The day of reckoning. This has nothing to do with my health or the VA. Just a fun post about doom.
Most people know the delicate task of pacifier weaning from
a toddler. For the last—eh, I’d say six months my angel of a wife and I have systematically
weaned pacifier use of our toddler along with potty training and she has begun
reading. A,B,C and T and words that can be used in that congregation of
letters. Abigail, like most pacifier using toddlers was very attached to her “paci”.

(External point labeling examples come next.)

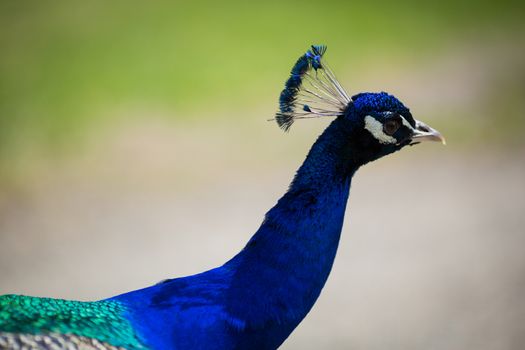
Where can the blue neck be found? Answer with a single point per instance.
(284, 266)
(257, 298)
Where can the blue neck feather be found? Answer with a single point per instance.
(257, 298)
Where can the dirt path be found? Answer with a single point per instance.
(431, 255)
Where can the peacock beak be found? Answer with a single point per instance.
(423, 132)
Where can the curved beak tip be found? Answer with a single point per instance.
(423, 132)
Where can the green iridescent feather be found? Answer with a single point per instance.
(101, 320)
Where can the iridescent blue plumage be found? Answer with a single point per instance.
(256, 299)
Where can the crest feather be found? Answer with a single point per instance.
(311, 91)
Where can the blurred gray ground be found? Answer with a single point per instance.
(431, 255)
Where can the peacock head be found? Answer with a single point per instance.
(380, 123)
(384, 125)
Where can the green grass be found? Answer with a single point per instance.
(68, 65)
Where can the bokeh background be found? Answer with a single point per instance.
(135, 146)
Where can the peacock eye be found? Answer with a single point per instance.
(391, 126)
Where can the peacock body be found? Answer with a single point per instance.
(256, 299)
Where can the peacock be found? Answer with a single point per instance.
(257, 298)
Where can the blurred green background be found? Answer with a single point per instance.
(131, 130)
(69, 67)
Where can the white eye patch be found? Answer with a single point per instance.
(375, 127)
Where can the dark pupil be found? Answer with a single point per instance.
(391, 126)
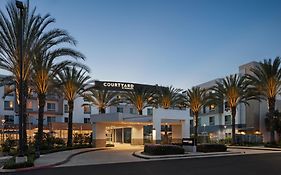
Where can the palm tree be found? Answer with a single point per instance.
(266, 78)
(196, 98)
(166, 98)
(44, 69)
(140, 97)
(33, 30)
(233, 89)
(73, 82)
(102, 99)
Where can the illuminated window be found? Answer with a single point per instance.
(86, 120)
(211, 121)
(119, 109)
(8, 105)
(66, 109)
(227, 120)
(51, 106)
(29, 105)
(87, 109)
(149, 111)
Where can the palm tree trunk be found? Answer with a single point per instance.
(42, 102)
(196, 126)
(233, 114)
(271, 108)
(70, 117)
(102, 111)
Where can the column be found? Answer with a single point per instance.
(176, 133)
(156, 131)
(137, 135)
(99, 137)
(185, 124)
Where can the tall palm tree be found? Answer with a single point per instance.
(45, 67)
(33, 30)
(166, 98)
(266, 78)
(233, 89)
(73, 82)
(196, 98)
(102, 99)
(140, 97)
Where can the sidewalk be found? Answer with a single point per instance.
(54, 159)
(186, 155)
(255, 148)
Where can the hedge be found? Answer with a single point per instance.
(211, 148)
(156, 149)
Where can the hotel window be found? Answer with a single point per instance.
(8, 105)
(149, 111)
(211, 121)
(226, 106)
(51, 106)
(87, 109)
(227, 120)
(66, 109)
(9, 119)
(86, 120)
(212, 107)
(132, 111)
(29, 105)
(51, 119)
(119, 109)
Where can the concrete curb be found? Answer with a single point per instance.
(67, 159)
(255, 148)
(190, 155)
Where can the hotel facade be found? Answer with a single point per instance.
(122, 124)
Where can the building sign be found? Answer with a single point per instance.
(119, 86)
(124, 86)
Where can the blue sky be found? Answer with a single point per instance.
(168, 42)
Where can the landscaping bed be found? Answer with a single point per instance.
(157, 149)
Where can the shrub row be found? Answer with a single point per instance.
(155, 149)
(211, 148)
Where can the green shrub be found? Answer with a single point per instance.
(211, 148)
(155, 149)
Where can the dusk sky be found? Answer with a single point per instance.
(168, 42)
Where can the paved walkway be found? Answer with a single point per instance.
(119, 154)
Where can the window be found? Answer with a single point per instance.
(9, 119)
(211, 121)
(133, 111)
(226, 106)
(66, 109)
(149, 111)
(212, 107)
(86, 120)
(119, 109)
(51, 119)
(8, 105)
(227, 120)
(51, 106)
(29, 105)
(87, 109)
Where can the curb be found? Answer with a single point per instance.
(68, 158)
(147, 157)
(254, 148)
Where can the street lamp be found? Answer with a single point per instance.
(20, 6)
(3, 129)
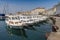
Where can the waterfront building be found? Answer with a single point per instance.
(51, 11)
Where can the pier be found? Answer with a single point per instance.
(55, 35)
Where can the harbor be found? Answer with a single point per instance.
(29, 20)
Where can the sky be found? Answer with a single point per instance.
(13, 6)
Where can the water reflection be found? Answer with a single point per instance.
(17, 32)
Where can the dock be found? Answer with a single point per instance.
(55, 35)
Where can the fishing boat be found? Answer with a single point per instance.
(21, 20)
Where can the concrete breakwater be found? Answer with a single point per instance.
(55, 35)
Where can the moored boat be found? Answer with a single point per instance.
(21, 20)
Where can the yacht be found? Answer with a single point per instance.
(21, 20)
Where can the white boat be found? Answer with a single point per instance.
(20, 20)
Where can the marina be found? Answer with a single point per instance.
(22, 20)
(29, 20)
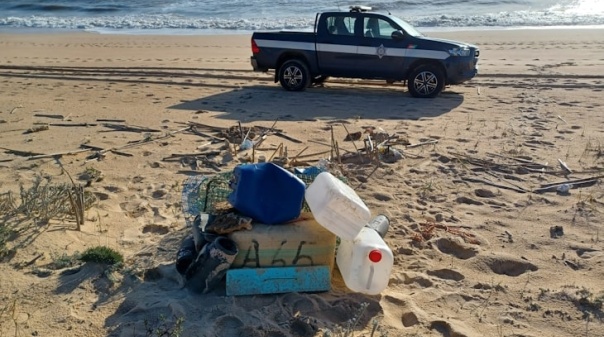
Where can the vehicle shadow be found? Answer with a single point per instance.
(334, 101)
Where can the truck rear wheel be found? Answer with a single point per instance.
(294, 75)
(426, 81)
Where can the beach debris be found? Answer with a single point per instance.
(564, 166)
(228, 223)
(427, 142)
(128, 128)
(15, 109)
(211, 265)
(111, 120)
(353, 136)
(556, 232)
(37, 129)
(564, 189)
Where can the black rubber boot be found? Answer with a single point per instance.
(185, 255)
(211, 264)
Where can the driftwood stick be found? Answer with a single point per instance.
(299, 153)
(525, 161)
(331, 144)
(207, 135)
(428, 142)
(486, 182)
(553, 188)
(274, 153)
(211, 127)
(325, 144)
(290, 138)
(120, 153)
(241, 130)
(564, 166)
(21, 153)
(574, 182)
(91, 147)
(129, 128)
(299, 156)
(58, 154)
(68, 124)
(353, 143)
(49, 116)
(111, 120)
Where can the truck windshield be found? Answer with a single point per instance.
(406, 26)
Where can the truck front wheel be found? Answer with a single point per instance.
(294, 75)
(426, 81)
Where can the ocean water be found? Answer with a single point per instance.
(236, 16)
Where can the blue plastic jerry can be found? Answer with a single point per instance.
(267, 193)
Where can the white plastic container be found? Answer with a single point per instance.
(365, 262)
(336, 206)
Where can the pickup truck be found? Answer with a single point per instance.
(361, 43)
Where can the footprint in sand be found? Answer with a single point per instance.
(228, 326)
(446, 274)
(456, 247)
(135, 209)
(155, 229)
(505, 265)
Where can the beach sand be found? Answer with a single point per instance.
(477, 251)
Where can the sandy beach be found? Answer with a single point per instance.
(483, 243)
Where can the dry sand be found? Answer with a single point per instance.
(538, 99)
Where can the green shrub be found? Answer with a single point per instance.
(102, 254)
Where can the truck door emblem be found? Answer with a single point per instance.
(381, 51)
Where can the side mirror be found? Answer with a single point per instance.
(398, 35)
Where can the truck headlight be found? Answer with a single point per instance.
(460, 51)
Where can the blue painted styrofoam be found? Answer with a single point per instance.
(254, 281)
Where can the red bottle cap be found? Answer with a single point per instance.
(375, 256)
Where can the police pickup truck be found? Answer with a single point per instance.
(363, 44)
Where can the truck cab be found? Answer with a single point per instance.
(364, 44)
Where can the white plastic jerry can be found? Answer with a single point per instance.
(336, 206)
(365, 262)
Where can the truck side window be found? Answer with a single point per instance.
(378, 28)
(340, 25)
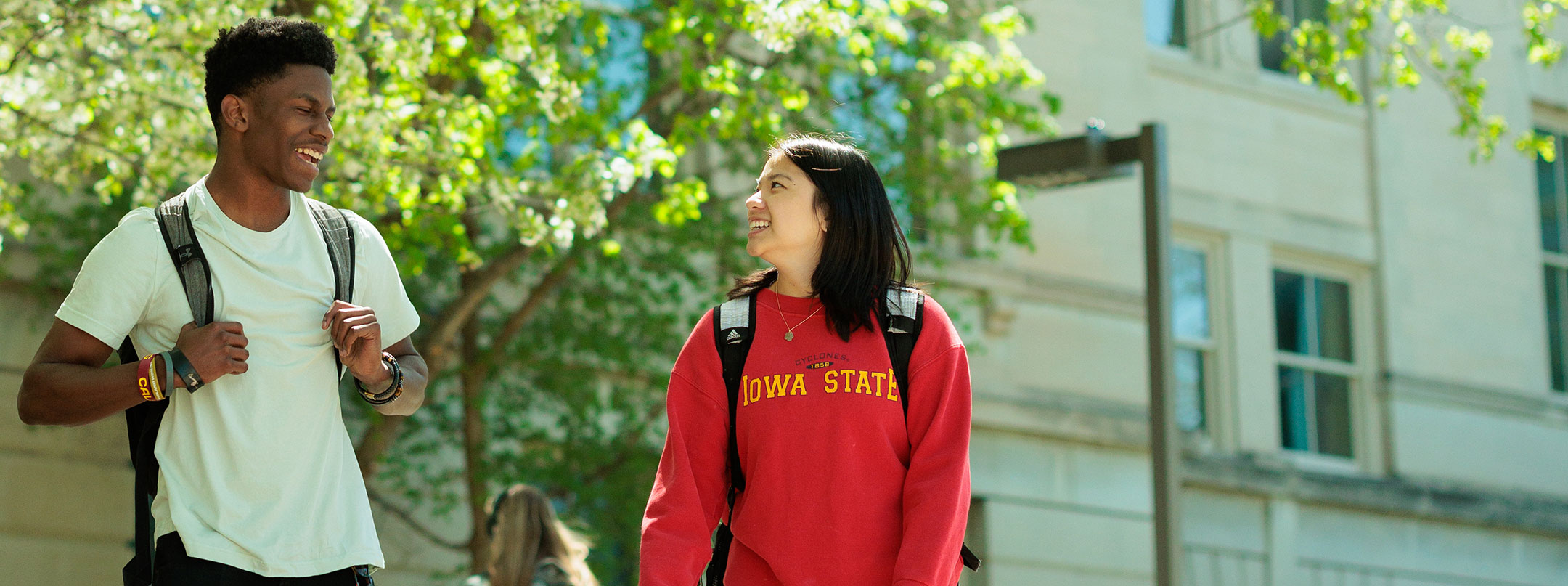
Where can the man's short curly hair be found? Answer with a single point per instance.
(256, 52)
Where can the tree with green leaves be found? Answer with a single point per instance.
(560, 181)
(1405, 43)
(560, 184)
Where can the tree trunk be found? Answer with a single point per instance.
(474, 441)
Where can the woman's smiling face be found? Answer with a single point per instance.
(783, 216)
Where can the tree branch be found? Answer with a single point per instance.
(554, 280)
(474, 292)
(408, 519)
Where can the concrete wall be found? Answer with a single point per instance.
(1451, 400)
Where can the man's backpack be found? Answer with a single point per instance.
(142, 422)
(734, 322)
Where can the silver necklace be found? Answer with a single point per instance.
(789, 334)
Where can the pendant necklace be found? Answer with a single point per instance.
(789, 334)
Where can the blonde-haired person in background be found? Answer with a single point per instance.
(531, 545)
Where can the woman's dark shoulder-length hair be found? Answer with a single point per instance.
(863, 251)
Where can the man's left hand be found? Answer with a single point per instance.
(356, 335)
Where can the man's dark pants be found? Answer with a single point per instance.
(178, 569)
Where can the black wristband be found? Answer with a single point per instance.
(184, 369)
(393, 391)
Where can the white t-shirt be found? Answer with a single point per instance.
(256, 469)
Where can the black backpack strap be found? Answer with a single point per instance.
(190, 262)
(339, 250)
(902, 317)
(902, 312)
(734, 323)
(143, 420)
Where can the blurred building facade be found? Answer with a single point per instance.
(1369, 326)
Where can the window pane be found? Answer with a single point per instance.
(1546, 195)
(1334, 414)
(1189, 293)
(1289, 312)
(1165, 23)
(1270, 52)
(1554, 325)
(1334, 320)
(1294, 426)
(1189, 389)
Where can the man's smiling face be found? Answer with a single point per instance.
(290, 126)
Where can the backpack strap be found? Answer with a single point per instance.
(190, 262)
(339, 246)
(902, 315)
(734, 323)
(340, 251)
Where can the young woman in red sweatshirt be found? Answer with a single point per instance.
(843, 488)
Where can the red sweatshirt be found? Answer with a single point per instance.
(841, 489)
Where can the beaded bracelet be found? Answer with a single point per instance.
(386, 395)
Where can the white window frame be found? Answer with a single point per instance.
(1365, 431)
(1217, 431)
(1288, 7)
(1557, 261)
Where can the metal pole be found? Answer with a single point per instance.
(1164, 438)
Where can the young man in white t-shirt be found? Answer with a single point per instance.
(258, 475)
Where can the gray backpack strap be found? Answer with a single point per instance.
(190, 262)
(339, 246)
(340, 251)
(734, 323)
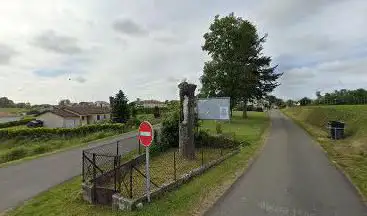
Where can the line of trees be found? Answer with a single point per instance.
(238, 68)
(343, 96)
(338, 97)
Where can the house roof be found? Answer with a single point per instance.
(7, 114)
(149, 102)
(62, 113)
(87, 110)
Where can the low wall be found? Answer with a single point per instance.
(122, 203)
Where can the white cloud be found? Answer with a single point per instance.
(88, 49)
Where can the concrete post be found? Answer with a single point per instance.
(187, 120)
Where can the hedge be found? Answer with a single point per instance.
(48, 132)
(16, 123)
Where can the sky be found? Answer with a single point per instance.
(87, 50)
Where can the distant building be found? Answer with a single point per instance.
(149, 103)
(102, 104)
(73, 116)
(8, 117)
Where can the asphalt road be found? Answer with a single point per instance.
(23, 181)
(291, 177)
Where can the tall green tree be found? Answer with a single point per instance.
(120, 108)
(238, 68)
(5, 102)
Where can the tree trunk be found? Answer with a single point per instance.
(244, 111)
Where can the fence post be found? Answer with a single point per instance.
(139, 146)
(94, 178)
(83, 166)
(119, 172)
(202, 155)
(131, 181)
(117, 147)
(115, 175)
(174, 165)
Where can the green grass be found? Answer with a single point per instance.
(189, 199)
(14, 110)
(350, 154)
(162, 169)
(15, 149)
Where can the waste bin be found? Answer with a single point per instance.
(336, 129)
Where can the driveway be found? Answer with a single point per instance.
(23, 181)
(291, 177)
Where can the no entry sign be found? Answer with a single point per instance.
(145, 133)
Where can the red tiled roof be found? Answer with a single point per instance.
(63, 113)
(7, 114)
(87, 110)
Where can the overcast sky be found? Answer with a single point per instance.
(86, 50)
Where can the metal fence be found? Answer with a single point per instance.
(110, 166)
(101, 159)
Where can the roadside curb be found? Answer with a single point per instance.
(242, 173)
(332, 162)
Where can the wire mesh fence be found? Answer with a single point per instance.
(111, 166)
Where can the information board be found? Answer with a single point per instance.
(214, 108)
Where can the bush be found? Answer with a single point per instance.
(168, 136)
(40, 149)
(156, 112)
(250, 108)
(15, 153)
(204, 139)
(218, 128)
(259, 109)
(16, 123)
(34, 133)
(133, 122)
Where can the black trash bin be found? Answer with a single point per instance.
(336, 129)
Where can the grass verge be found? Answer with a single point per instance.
(189, 199)
(349, 154)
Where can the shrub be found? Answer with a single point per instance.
(259, 109)
(168, 136)
(15, 153)
(156, 112)
(218, 127)
(204, 139)
(169, 130)
(133, 122)
(40, 149)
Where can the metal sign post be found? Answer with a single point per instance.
(147, 172)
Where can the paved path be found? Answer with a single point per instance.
(23, 181)
(292, 177)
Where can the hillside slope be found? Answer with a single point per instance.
(350, 153)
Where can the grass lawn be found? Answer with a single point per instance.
(15, 149)
(190, 199)
(14, 110)
(162, 169)
(349, 154)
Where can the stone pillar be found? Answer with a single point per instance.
(187, 120)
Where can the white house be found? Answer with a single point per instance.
(149, 103)
(70, 117)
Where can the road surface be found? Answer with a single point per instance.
(291, 177)
(23, 181)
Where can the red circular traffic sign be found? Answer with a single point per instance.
(145, 133)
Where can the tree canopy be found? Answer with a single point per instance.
(238, 68)
(120, 108)
(343, 96)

For those unaware of the difficulty of uneventfully and easily stopping the use
of pacifiers, let me elaborate the simple task to something comparable and understandable.
Weaning a dependent toddler off a pacifier without incident is comparable to easy and simple things like, say, dismantling and disarming an ionizing thermonuclear warhead simultaneously throughout the multiverse quantum fabric without disturbing infernite transwarp discriminators while maintaining subspace field stability. So yeah—easy, yeah?
Well we did it in the span of 2 weeks…weird flex right? Just wait.
Well there was things that set us up for success and well…set
us up for today. Its been months being pacifier free, we were pretty proud of
that accomplishment. There was a small brush up at the park when she spotted a
younger kid with an identical pacifier she used to have and she posted a hit
through her local old Russian contacts. But HSA (Household Security Agency)
intercepted and prevented from happening. Though, we continued to monitor and
tap her room with a baby monitor.
As most of you know, Titus my late Doberman had a run in with a pacifier earlier in his life and needed surgery to remove. After that National Incident every pacifier was bagged, tagged and tracked. We knew when one was missing and when a new stash entered circulation. We authorized a household crackdown months ago. Seizing mountains worth of pacifiers that could supply a whole town of toddlers. She would “lose” them and we would find them stuffed under things, inside toys, couches, bags, ect.
So, when it came to the wean, we controlled the Pacifiers like a cartel slowly cutting supply to increase demand. All while Introducing a new alternative to the market. Like—say, a stuffed animal. As the pacifier supply dried up she became hooked on the new controlled substance, stuffed animals.
After the bust, all was quiet. We thought for months our prohibition
had been successful and the war on pacifiers was declared over. Then, like the
spectacular failure of Operation Fast and the Furious in 2012 with the ATF and
the Cartels, our stance came crashing down.
I was writing in the dining room and Jennifer was in the bathroom. Our toddler was playing contently in her room. At one point I peeked in to see all what she was doing. Content and playing with a tub off toys she hadn’t acknowledged for a while I was satisfied that she wasn’t up to mischief. Then you could hear toys crashing and I assumed that she was just digging through the tub.
Suddenly I noticed something looming in the corner of my vision, I looked up and she appeared like the twins in the shinning at the edge of the hallway, with a small toy animal crate in her hands.
“Daddy, Look, Paci!” and before the neurons in my brain had time to fire and connect a reaction to stop the tragedy unfolding before me, she pulled a stashed pacifier out of the toy crate and plopped it in her mouth.
As my only reaction I could manage to vocalize “uh oh” left my mouth, she pivoted on her heels and walked into the bedroom where Jennifer now was. I could hear “uh oh” exclaimed from the distance.
So ladies and gentlemen our day has been spent with a pacifier. We could have sworn we had them all accounted for. We figured out that she had 2 of the same dog crate toys and pulled a clever bamboozle around the same time we just began the bagging and tagging. (the pacifiers are colored so dating them is like carbon dating bones, just more accurate)
Our toddler has more foresight than her parents. That is it. Our day of reckoning.